Реня истерически расхохоталась, как будто сошла с ума. Потом взяла себя в руки и подошла к Ильзе, но девушка оттолкнула ее, злясь на то, что попытка самоубийства не удалась. Вот зачем связные Сопротивления носили с собой капсулы с ядом, а партизаны имели про запас последнюю гранату, чтобы взорвать себя.
На рассвете надзиратели, крича и ругаясь, вывели их и поместили в разные камеры. Новую камеру Рени, где было восемь человек, можно было счесть улучшением «жилищных условий». На кроватях лежали матрасы, на полках выстроились миски, имелась даже чистая скамейка, на которой можно было сидеть.
– Ты здесь за что? – спросила ее женщина с тонкими чертами лица.
– За попытку пересечь границу.
– А я – за то, что гадала на картах, – сказала женщина и заплакала. Она была акушеркой и имела двух взрослых сыновей: один инженер, другой служащий. Сосед по злобе донес в гестапо, что она предсказывает судьбу по картам. Женщина сидела в катовицкой тюрьме уже семь месяцев, и ей еще даже не вынесли приговора.
– Будь осторожна в разговорах с другими женщинами, – шепотом предупредила она Реню. – Среди них есть шпионки.
Реня кивнула. Женщина казалась по-матерински доброй.
Не думай о семье, приказала себе Реня. Не давай воли чувствам.
После завтрака всех вывели в главный коридор. Ключница больно ударила Реню безо всякого повода.
– Наверное, мечтаете сидеть и ничего не делать? Для нас, немцев, это просто немыслимо. А ну, за работу! Я не потерплю избалованных дамочек!

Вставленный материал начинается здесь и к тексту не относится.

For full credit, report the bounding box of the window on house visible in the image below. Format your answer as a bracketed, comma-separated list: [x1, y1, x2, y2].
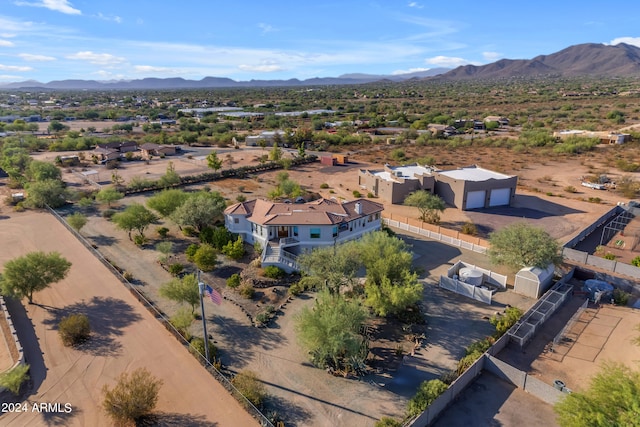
[293, 226, 298, 237]
[368, 215, 373, 222]
[375, 213, 380, 220]
[332, 226, 338, 237]
[234, 218, 239, 224]
[310, 228, 321, 239]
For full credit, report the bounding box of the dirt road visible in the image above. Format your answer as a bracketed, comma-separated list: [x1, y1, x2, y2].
[0, 210, 257, 427]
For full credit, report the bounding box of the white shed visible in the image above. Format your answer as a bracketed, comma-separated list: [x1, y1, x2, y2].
[514, 264, 555, 298]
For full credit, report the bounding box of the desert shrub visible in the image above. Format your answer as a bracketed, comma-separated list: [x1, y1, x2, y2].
[156, 226, 169, 238]
[564, 185, 578, 193]
[263, 265, 285, 279]
[231, 370, 267, 409]
[375, 417, 402, 427]
[194, 244, 217, 271]
[182, 225, 196, 237]
[236, 194, 247, 202]
[255, 312, 270, 325]
[352, 190, 362, 198]
[239, 283, 255, 299]
[122, 271, 134, 282]
[102, 368, 162, 425]
[288, 281, 304, 296]
[457, 351, 483, 376]
[603, 252, 616, 260]
[168, 263, 184, 276]
[407, 379, 448, 417]
[0, 364, 30, 395]
[439, 370, 459, 385]
[189, 337, 217, 360]
[58, 313, 91, 346]
[490, 307, 523, 336]
[185, 243, 200, 262]
[226, 273, 241, 289]
[632, 256, 640, 267]
[612, 288, 630, 306]
[461, 221, 477, 235]
[588, 197, 601, 204]
[133, 234, 147, 246]
[320, 183, 329, 189]
[102, 209, 116, 219]
[465, 337, 493, 356]
[169, 307, 194, 340]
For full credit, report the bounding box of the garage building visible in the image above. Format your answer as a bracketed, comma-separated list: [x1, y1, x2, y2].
[434, 165, 517, 210]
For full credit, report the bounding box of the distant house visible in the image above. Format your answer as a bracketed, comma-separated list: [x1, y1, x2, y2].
[553, 130, 630, 144]
[140, 143, 177, 158]
[483, 116, 510, 126]
[245, 130, 286, 147]
[225, 198, 384, 271]
[96, 141, 138, 153]
[427, 124, 457, 137]
[93, 146, 119, 162]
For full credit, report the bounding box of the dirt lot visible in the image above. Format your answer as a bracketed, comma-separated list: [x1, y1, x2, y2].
[0, 211, 257, 427]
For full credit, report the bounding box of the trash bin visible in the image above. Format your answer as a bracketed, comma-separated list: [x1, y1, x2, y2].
[554, 380, 565, 391]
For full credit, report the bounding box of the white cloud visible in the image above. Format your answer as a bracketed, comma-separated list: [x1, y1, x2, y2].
[0, 33, 16, 38]
[391, 67, 431, 75]
[19, 53, 56, 61]
[96, 13, 122, 23]
[238, 63, 285, 73]
[14, 0, 81, 15]
[258, 23, 276, 35]
[0, 64, 33, 72]
[66, 51, 126, 65]
[0, 40, 15, 47]
[92, 70, 126, 80]
[482, 51, 502, 61]
[0, 74, 25, 80]
[133, 65, 182, 75]
[408, 2, 423, 8]
[425, 55, 471, 67]
[609, 37, 640, 48]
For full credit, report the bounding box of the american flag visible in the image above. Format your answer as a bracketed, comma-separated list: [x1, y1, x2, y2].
[205, 284, 222, 305]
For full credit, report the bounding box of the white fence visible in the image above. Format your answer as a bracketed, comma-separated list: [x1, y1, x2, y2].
[439, 276, 493, 304]
[384, 218, 488, 254]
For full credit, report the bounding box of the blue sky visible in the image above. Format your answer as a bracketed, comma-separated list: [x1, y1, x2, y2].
[1, 0, 639, 83]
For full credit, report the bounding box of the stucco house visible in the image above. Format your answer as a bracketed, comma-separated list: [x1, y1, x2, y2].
[225, 197, 384, 271]
[358, 164, 517, 210]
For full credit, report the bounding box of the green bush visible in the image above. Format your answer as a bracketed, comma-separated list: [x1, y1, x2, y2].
[490, 307, 523, 336]
[102, 368, 162, 425]
[169, 307, 194, 340]
[0, 364, 30, 395]
[102, 208, 116, 219]
[255, 312, 270, 325]
[263, 265, 285, 279]
[133, 234, 147, 246]
[352, 190, 362, 198]
[226, 273, 241, 289]
[156, 226, 169, 238]
[189, 337, 217, 360]
[612, 288, 630, 306]
[603, 252, 616, 260]
[320, 183, 329, 189]
[58, 313, 91, 346]
[461, 221, 477, 236]
[375, 417, 402, 427]
[182, 225, 196, 237]
[221, 236, 245, 260]
[168, 263, 184, 276]
[231, 370, 267, 409]
[185, 243, 200, 262]
[407, 379, 448, 417]
[632, 256, 640, 267]
[289, 281, 304, 296]
[239, 283, 255, 299]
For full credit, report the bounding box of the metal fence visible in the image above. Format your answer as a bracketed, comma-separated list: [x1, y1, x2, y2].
[551, 297, 589, 353]
[47, 207, 274, 427]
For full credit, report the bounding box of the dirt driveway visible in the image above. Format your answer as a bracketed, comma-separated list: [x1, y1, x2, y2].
[0, 211, 257, 427]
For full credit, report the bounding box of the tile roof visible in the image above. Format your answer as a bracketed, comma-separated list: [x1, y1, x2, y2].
[225, 198, 383, 226]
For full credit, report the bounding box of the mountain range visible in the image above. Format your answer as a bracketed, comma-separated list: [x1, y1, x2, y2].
[2, 43, 640, 90]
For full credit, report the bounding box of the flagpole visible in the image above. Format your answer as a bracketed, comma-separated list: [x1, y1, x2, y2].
[197, 270, 211, 363]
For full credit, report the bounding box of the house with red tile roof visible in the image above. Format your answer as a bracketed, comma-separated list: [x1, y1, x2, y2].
[224, 198, 384, 271]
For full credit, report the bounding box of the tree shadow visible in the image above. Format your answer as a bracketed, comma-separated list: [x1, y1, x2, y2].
[137, 411, 218, 426]
[40, 296, 142, 357]
[207, 315, 288, 370]
[265, 394, 313, 427]
[40, 406, 81, 426]
[89, 234, 119, 246]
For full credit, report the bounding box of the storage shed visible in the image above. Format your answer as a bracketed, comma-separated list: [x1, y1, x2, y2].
[514, 264, 555, 298]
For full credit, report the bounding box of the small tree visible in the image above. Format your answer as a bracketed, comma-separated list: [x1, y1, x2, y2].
[158, 161, 181, 188]
[147, 188, 189, 217]
[407, 379, 448, 417]
[193, 244, 217, 272]
[169, 306, 194, 340]
[0, 364, 30, 395]
[231, 370, 267, 408]
[404, 190, 446, 224]
[221, 236, 246, 260]
[102, 368, 163, 425]
[58, 313, 91, 346]
[159, 274, 200, 314]
[95, 187, 123, 207]
[555, 362, 640, 427]
[490, 306, 523, 336]
[206, 151, 223, 172]
[489, 222, 562, 270]
[25, 179, 68, 208]
[0, 251, 71, 303]
[112, 203, 158, 240]
[67, 212, 88, 232]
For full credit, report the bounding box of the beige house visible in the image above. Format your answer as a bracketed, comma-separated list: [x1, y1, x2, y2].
[358, 164, 517, 210]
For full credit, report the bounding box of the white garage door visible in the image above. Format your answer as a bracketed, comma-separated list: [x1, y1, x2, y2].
[489, 188, 511, 207]
[465, 190, 486, 209]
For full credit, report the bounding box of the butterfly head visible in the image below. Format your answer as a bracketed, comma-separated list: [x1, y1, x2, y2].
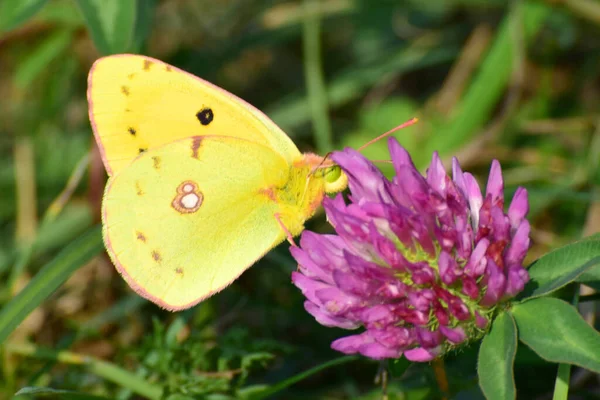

Вдоль коридора стояли длинные столы, за которыми женщины выполняли какую-то тупую бессмысленную работу[764]. Реня присоединилась к ним. Работая, она исподтишка озиралась в поисках Ильзы и увидела ее неподалеку, но поговорить они не могли. Надзирательницы с хлыстами стояли рядом – болтовня была verboten[765]. Напротив Рени сидела та самая женщина с тонкими чертами лица. Глядя в ее печальные красивые глаза, Реня заметила, что они лучатся сочувствием. Лицо женщины свидетельствовало о пытках, которые она перенесла, и жалости, которую испытывала к Рене, глаза ее наполнились слезами. Рене стало невыносимо видеть это, и она отвернулась. Шло время. Реня сосредоточилась на будущем. Долго ли она здесь пробудет? Или ее казнят? Впрочем, это лучше, чем подвергаться избиениям.
Узниц вернули в камеры – обедать: какое-то подгоревшее варево с капустными листьями. Стоило Рене с отвращением отодвинуть от себя миску с мерзкой едой, как ее сокамерницы тут же схватили ее и слопали.
– Посидишь тут еще немного – будешь мечтать о таком супе, – сказала одна из них.
– Она же пани, – презрительно пробормотала какая-то женщина, по виду крестьянка, – считает, что такой суп ниже ее достоинства, ничего, скоро будет скучать по нему.
После обеда – снова работа: еще четыре часа. Поначалу Реня беспокоилась: каждые четверть часа кого-нибудь из заключенных вызывали и уводили на допрос. И всякий раз, когда открывалась дверь, мурашки пробегали у нее по телу, и всякий раз, когда выкрикивали не ее имя, ее прошибал пот от облегчения. Временного.